Nochmals die Wiener Grünen: Ebenfalls Chuzpe ist ihr Nein zu einem Untersuchungsausschuss, der die vielen neuen Korruptionsskandale rund um das AKH aufarbeiten soll. „Keine Notwendigkeit“ meinen sie. Dabei sind die Grünen überall dort, wo sie nicht mitregieren, die häufigsten Rufer nach solchen Untersuchungsausschüssen. Wohl noch nie hat hierzulande eine Partei für ein winziges Zipfelchen der Macht- und Postenteilhabe so schnell alle Grundsätze aufgegeben, für die sie vorher mit großem Gedröhne behauptet hatte zu stehen.

Ahnungslosigkeit muss man dem schwarzen Gesundheitssprecher Erwin Rasinger attestieren. Denn er will dem Gesundheitssystem durch eine Erhöhung der Tabaksteuer mehr Gelder verschaffen. Unabhängig von der Frage, ob in diesem System wirklich so effizient und sparsam gewirtschaftet wird, dass man überhaupt über mehr Einnahmen reden müsste, scheint sich Herr Rasinger jedenfalls bei der Tabaksteuer nicht auszukennen. Denn beispielsweise aus Deutschland ist soeben gemeldet worden, dass die Einnahmen aus dem Zigarettenverkauf um zweistellige Prozentsätze zurückgehen: (leider) nicht, weil weniger geraucht wird, sondern weil die teuren legalen Zigarettenpreise europaweit den Schmuggel der giftigen Ware sehr profitabel gemacht haben. Damit bringt jede Preiserhöhung nicht mehr mehr, sondern immer weniger Geld in die Kasse. Damit niemand falsche Schlüsse zieht: Ich bin seit mehr als drei Jahrzehnten Nichtraucher.
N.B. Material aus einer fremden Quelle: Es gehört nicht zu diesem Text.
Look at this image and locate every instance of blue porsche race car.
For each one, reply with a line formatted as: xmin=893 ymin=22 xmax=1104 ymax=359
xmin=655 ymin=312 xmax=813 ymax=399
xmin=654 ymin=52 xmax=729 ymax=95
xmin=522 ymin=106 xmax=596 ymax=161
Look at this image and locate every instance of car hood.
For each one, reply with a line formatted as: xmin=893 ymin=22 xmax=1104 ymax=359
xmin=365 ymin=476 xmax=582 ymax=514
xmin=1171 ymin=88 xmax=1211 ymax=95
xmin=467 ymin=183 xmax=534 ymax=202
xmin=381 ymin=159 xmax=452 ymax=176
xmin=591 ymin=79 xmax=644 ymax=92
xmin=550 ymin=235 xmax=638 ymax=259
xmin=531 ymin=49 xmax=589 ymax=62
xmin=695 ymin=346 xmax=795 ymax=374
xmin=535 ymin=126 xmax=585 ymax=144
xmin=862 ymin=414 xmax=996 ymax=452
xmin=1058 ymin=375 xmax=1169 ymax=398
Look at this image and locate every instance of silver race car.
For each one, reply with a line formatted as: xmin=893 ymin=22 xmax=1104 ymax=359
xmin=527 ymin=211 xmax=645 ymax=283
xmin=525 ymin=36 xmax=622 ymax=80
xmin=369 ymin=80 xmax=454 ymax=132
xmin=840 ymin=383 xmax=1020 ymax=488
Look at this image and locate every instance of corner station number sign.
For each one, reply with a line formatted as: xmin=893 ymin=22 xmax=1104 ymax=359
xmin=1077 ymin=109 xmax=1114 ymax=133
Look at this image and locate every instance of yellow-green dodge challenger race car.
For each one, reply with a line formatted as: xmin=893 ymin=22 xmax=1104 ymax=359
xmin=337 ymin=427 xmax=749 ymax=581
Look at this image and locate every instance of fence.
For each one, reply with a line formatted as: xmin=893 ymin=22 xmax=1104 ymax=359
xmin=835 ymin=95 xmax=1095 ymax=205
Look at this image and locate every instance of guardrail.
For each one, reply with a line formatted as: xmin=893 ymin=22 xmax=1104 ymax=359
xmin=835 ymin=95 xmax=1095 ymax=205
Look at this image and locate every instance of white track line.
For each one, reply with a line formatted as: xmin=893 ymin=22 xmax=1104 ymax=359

Öffentlich eher unbemerkt ist auch eine Chuzpe des roten Parteisekretärs Günther Kräuter geblieben. Er hat in einem Interview seine „Gesprächsbereitschaft“ über eine Aufwertung der ÖIAG verkündet. Freilich nur unter einer Bedingung: Zuvor müsse dort das System des sich selbst erneuernden Aufsichtsrates abgeschafft werden. Mit anderen Worten heißt das völlig ungeniert: Wir wollen endlich auch dort wieder den parteipolitischen Proporz haben (und so ganz nebenbei zusammen mit den Belegschaftsvertretern die Mehrheit). Dabei ist gerade dieser ÖIAG-Aufsichtsrat eine der größten und bisher unangetasteten Erfolgsstories der schwarz-blauen Ära: Wenn aus dem – von lauter Spitzenmanagern und Unternehmern gebildeten – Aufsichtsrat ein Mitglied ausscheidet, entscheidet der Aufsichtsrat selbst über die Nachfolge. Ohne dass irgendein Politiker mitreden könnte. Genau dieses System hat nach Jahrzehnten der Parteibuchwirtschaft eine Entpolitisierung der einstigen Megaproblemzone „Verstaatlichte Industrie“ gebracht und einen großen Schuldenberg in eine sehr positiv bilanzierende Holding verwandelt. Die SPÖ will aber ganz offensichtlich lieber eine Struktur und damit Misswirtschaft wie bei ÖBB und ORF, wo jeweils ihre Minister die entsprechenden Räte dominierend beschicken.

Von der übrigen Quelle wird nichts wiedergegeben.